何考えてるか分からないヤツが学園祭を開いて、少し寂しかったところがパレードみたいに賑やかになって、まぁ苦情なんかも出て、それでも楽しかったなあ、と思ってもらえれば、それで十分。

 僕にはたくさんの先生がいて、たくさんのクラスメイトがいて、それぞれ癖があってみんなと仲良くはなかなか出来ないけれど、卒業する気はさらさらなくて、「お前が俺の批評祭だ!」って気になる女の子に言ってみたら、笑われて、このへんで、お開き。
 いっつも疲れるんだけど、やり切るって、結構いいもんだよ。」

(相田九龍 学校だと思う
http://hihyosai.blog55.fc2.com/blog-entry-133.html


それらの言葉に真に受けて、あなたにパイを投げる人たちは批評のお祭を企画する。それが完全な姿で復活するか?それとも「腐ってやがる早すぎたんだ!」となるかは、It’s up to you!である。
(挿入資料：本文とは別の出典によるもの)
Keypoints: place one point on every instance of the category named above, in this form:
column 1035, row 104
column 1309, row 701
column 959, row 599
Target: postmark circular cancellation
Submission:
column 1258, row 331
いわば、ネット詩のどの場がどうとかは関係ないのだ。あなたがどこでどんな詩を書いていたか、それももはや問題ではない。これからの話だ。これから、あなたたちが、どんな言葉を捧げてくれるのか。あなたの言葉でどれだけの人が踊れるのか。希望のような絶望のような、あるいは真摯な、あるいはポップな、ネット詩はあなたがたひとりひとりが豊かにしていくだろう、そんな願いが批評祭にはこめられていた。HHMはその意志を受け継ぐものである。はずである。


■ヘイ、彼女、コーリャをディスコに連れてって

2012年現在、現代詩フォーラムでいちばん「ポイント」を獲得している、たもつさんが、僕らが目にしうる一番最初の批評祭でこんな文章をエントリーさせた。

「僕にとっては何も残らない祭りだった。
最初から何も残す必要などなかった。
常に僕の肉の体がひとつあって
どうしようもならない自分がいて
そうこうしているうちに
何かは始まって何かは終わる
その繰り返し。」

(■批評祭参加作品■第二回批評祭 
http://po-m.com/forum/showdoc.php?did=100262


2007年、たもつ氏にとって未来人のことはどうでもよかったのだろうか?
2012年、僕はこの文章を読んだ。たもつさんにはなにも残らなかったかもしれないが、僕には残ってしまったのである。 つまり、そもそも祭というものの始まりが終わりの予感をはらんでいるということ。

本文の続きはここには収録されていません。